しかし、野坂昭如の彼らをしのぶ心根は、
畏怖や嫉妬や軽蔑などがないわけではないが、
親愛を基調としている。
野坂が「伊東へ行くならはとや」や「おもちゃのチャチャチャ」の作詞や、
TVの構成作家をしたり、雑誌にコラムを書いて徐々に文筆で食っていこうとしていた頃から
三島が自決した頃までを描いた、完全実況ドキュメンタリー。
銀座をはじめ東京の其処此処にあったと思しい文壇関係者の溜まり場、
文壇バーに集うおびただしい作家や編集者たち。
まだ駆け出しだった野坂は酩酊していたと思うのだが、
誰と誰が同席で、何をしたか、自分がどうのように扱われたか、誰が誰のことをなんと言ったか、
実によく憶えていて、驚異の記憶力で、実名で登場した人たちはこれを読むと閉口するだろうと思う。
しかし、読み手にとってはすこぶる面白い。
文壇の文豪や売れっ子作家や駆け出し作家の行状が嬉しい楽しい。
たとえば、えっ、あの作家がブルー・フィルム(超エロティックなフィルム)観るの?
というような暴露場面がたくさん登場。
野坂は30歳代半ばで小説家デビュー(「エロ事師」)、
年下の作家達は売れっ子作家になっているし、
TVの世界でも3歳年下の永六輔が、キングであった。
しかし彼は小説が思うように書けなかった、書けなくて悶絶している自分をも、
この本で暴露している。
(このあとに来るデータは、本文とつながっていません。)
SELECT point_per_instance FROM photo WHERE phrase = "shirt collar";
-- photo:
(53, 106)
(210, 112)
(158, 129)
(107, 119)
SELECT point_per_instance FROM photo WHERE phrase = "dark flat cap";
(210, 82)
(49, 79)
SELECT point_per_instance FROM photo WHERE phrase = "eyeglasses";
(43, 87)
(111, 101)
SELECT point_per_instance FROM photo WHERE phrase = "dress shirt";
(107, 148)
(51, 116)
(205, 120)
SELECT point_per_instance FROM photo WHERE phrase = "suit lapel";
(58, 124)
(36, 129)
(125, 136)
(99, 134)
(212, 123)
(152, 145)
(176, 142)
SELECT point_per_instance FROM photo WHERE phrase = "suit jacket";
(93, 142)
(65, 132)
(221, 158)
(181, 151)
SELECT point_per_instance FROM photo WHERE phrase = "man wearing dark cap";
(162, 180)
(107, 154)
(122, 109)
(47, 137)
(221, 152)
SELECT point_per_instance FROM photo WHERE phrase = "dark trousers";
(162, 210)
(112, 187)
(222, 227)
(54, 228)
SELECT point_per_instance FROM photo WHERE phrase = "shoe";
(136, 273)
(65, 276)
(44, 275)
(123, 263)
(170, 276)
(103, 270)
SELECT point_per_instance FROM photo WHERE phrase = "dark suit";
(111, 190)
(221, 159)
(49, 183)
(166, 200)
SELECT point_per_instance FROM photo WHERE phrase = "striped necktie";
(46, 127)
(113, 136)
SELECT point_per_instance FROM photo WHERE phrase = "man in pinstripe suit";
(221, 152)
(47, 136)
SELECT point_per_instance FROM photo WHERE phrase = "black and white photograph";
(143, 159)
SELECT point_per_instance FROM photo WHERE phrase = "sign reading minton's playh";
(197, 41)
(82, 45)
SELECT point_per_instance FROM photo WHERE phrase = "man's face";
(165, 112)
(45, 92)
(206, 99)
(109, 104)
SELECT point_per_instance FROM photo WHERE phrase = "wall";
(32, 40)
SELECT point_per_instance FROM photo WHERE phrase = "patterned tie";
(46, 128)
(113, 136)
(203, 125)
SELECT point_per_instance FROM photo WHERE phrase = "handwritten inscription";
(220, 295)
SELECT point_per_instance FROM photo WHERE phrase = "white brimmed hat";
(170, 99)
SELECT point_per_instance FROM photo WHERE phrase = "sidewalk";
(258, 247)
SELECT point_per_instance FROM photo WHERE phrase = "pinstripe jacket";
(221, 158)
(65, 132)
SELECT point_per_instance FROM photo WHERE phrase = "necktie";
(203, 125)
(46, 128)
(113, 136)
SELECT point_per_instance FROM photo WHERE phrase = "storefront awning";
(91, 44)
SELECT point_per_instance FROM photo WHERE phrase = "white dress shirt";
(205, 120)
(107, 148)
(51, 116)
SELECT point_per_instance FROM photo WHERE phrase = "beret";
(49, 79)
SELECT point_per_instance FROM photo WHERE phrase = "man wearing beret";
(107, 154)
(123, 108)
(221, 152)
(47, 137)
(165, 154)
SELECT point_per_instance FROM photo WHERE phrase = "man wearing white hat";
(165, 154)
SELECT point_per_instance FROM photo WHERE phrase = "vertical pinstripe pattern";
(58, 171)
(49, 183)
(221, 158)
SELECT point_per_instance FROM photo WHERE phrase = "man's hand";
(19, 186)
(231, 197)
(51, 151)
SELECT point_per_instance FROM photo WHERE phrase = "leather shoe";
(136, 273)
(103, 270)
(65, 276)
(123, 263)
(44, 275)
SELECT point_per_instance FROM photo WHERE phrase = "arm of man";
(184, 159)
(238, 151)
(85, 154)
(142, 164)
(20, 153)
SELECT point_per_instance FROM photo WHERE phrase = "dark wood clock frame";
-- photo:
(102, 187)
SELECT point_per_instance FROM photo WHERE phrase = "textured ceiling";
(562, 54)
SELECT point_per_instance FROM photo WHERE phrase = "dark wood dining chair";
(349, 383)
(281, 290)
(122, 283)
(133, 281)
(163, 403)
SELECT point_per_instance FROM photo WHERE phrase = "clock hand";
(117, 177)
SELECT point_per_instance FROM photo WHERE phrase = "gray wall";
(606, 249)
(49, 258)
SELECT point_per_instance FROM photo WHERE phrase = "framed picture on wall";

これは、好感を覚える。
に至るまでの、食えたけど書けなかった作家時代の苦闘ぶりが、
私の大好きな独特の文体で彼自身の手によって再現される。
川端・三島・吉行・舟橋・司馬・安部・遠藤・北・大岡・安岡・有吉・柴田
開高・小田・鶴見・小中・大宅・梶山・石堂・早坂・色川・立原・石原・三好
大江・高橋・田辺・丸谷・五木・田中・佐野・戸川・佐木・阿部・井上・村松などなど
記憶力の不確かな私でさえ、この本に登場した作家達を空で言える。
そして作家以外にも文化人達の生の姿が見えてくる。
なかでも安達瞳子にあこがれた文士たちの気持ち、分かる。
子どもであった私も大好きな、魅力的なお嬢さんであった。
私は20歳過ぎた頃から、主に週刊誌で彼の文章に接してきた、
まず間違いなく、野坂昭如の名前に目が留まれば必ず読んだ、
メディアで何かを語っていたなら必ず耳を傾けた。
しかし彼の小説は読んでいない。